Se già lo scorso anno decine di lavoratori e militanti sindacali erano stati colpiti da multe dell’ammontare di centinaia di euro per aver effettuato un corteo nei pressi del palazzo della Regione per chiedere un incontro al Ministero della Salute, quest’anno la stessa sorte è toccata a tutti i manifestanti del No Draghi Day, svoltosi a Cosenza il 4 dicembre. Il pretesto per le infrazioni contestate, facilmente verificabile nella sua vacuità osservando video e foto dell’evento, è stato il mancato rispetto della distanza sociale di un metro prevista dalle normative. Viene da chiedersi come mai la “clemenza” mostrata dalla questura cosentina nei confronti delle migliaia di persone che, nello stesso momento, affollavano a pochi metri di distanza il corso cittadino, impegnate negli acquisti natalizi, non sia stata mostrata a dei militanti e dei lavoratori che cercavano di sensibilizzare la popolazione sui responsabili materiali e politici della povertà e della precarietà atavica che si trova in Calabria.

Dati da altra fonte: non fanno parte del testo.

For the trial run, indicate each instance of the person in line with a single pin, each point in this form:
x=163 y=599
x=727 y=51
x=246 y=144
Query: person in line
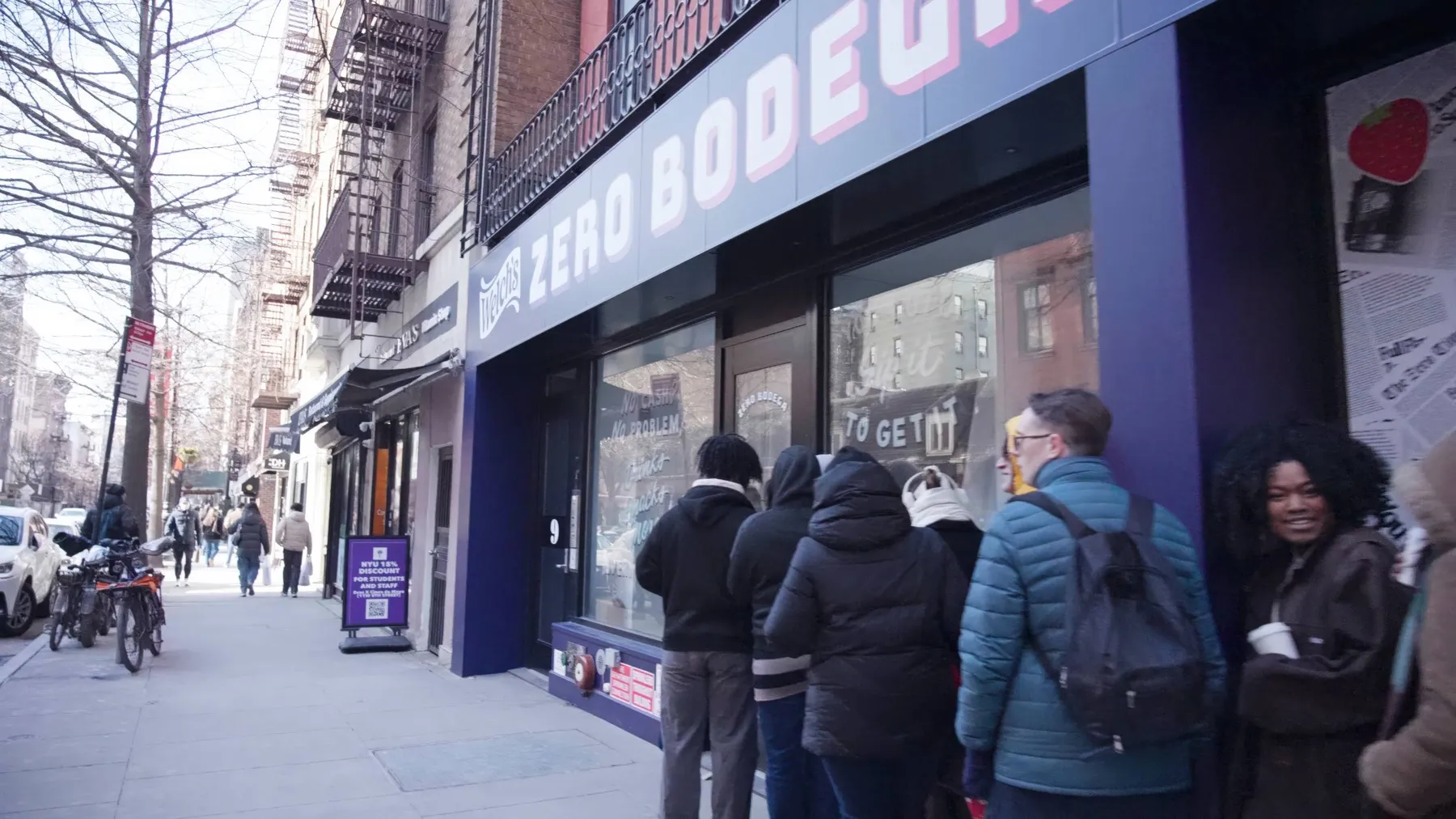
x=116 y=522
x=229 y=522
x=296 y=540
x=184 y=529
x=1290 y=502
x=251 y=537
x=797 y=783
x=937 y=503
x=1012 y=717
x=706 y=636
x=877 y=604
x=211 y=522
x=1412 y=774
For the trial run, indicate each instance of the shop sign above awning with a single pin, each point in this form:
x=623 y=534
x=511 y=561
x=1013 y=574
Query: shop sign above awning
x=817 y=94
x=362 y=387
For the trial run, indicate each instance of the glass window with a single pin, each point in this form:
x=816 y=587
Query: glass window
x=654 y=407
x=925 y=405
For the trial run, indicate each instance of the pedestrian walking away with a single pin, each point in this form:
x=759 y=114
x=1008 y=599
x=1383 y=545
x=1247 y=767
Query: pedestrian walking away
x=797 y=783
x=229 y=524
x=1410 y=774
x=211 y=522
x=116 y=520
x=877 y=604
x=184 y=529
x=251 y=537
x=1026 y=749
x=706 y=636
x=1323 y=608
x=296 y=540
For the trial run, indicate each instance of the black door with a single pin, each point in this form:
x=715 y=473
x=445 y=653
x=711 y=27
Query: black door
x=558 y=538
x=440 y=553
x=768 y=391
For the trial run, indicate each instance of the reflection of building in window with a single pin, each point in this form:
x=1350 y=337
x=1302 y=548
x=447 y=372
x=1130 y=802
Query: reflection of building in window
x=1035 y=316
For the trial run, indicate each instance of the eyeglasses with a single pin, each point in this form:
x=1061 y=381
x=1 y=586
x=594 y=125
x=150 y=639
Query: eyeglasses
x=1015 y=440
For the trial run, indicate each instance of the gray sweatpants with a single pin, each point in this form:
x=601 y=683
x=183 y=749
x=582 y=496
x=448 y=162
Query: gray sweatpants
x=708 y=700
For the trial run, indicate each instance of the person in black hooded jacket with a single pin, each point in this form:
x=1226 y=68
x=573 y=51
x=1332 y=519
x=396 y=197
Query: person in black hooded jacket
x=706 y=636
x=797 y=783
x=878 y=604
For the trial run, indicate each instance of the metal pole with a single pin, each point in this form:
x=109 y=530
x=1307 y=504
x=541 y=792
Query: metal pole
x=111 y=427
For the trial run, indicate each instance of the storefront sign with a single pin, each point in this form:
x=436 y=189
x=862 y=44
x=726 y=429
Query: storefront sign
x=633 y=687
x=427 y=325
x=820 y=92
x=1392 y=163
x=376 y=583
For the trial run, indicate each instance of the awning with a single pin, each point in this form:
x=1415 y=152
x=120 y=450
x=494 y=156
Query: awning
x=363 y=387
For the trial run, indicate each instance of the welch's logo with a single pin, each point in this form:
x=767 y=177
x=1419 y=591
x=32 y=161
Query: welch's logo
x=502 y=292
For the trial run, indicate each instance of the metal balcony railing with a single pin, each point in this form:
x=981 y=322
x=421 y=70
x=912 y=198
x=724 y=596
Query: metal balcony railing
x=651 y=51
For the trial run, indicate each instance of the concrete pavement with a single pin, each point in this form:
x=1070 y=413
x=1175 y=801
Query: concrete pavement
x=252 y=711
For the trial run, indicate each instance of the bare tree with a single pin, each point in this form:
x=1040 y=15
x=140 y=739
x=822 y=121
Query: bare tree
x=116 y=162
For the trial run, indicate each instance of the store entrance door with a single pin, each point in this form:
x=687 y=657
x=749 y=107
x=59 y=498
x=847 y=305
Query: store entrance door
x=769 y=391
x=558 y=538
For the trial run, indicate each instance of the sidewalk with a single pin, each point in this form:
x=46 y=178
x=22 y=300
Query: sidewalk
x=252 y=711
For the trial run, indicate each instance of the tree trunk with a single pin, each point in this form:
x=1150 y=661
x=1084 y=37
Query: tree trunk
x=138 y=420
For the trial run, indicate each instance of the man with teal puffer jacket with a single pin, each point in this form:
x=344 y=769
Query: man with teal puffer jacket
x=1046 y=766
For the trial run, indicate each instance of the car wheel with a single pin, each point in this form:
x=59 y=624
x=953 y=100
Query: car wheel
x=21 y=615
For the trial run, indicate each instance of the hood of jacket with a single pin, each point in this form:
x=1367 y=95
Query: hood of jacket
x=708 y=502
x=793 y=482
x=858 y=507
x=1428 y=490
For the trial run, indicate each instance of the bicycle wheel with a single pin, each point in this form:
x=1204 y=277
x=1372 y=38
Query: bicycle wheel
x=131 y=631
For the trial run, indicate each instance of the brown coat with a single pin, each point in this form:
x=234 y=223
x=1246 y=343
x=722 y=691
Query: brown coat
x=1305 y=722
x=1414 y=774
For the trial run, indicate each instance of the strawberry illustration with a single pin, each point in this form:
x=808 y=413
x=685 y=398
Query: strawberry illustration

Questi attacchi sono, inoltre, gli ultimi di una lunga scia di accanimento nei confronti delle lotte, soprattutto nella città di Cosenza: solo poche settimane fa abbiamo riportato la notizia di Jessica e Simone, due studenti universitari, che hanno ricevuto un avviso di richiesta di sorveglianza speciale da parte della questura di Cosenza, avviso motivato solo dal loro “temperamento ribelle” (mentre alla stessa misura è già sottoposto Francesco, che svolge quotidianamente attività di sensibilizzazione sociale nella città). Infine, ricordiamo come alcuni ragazzi del Comitato Piazza Piccola di Cosenza abbiano di recente ricevuto pesanti multe per via di una “manifestazione non autorizzata” svoltasi il 29 luglio scorso, mentre si trattava in realtà di una passeggiata illustrativa pacifica organizzata per documentare lo stato di abbandono e l’emergenza edilizia della città.
Le forze dell’ordine si confermano dunque protagoniste di una grave e persistente attività di repressione del dissenso, nello stesso momento in cui qualsiasi rischio alla persona è tollerato (sia dentro che fuori dai luoghi di lavoro) nel momento in cui sono in ballo i profitti del padronato locale piccolo e grande.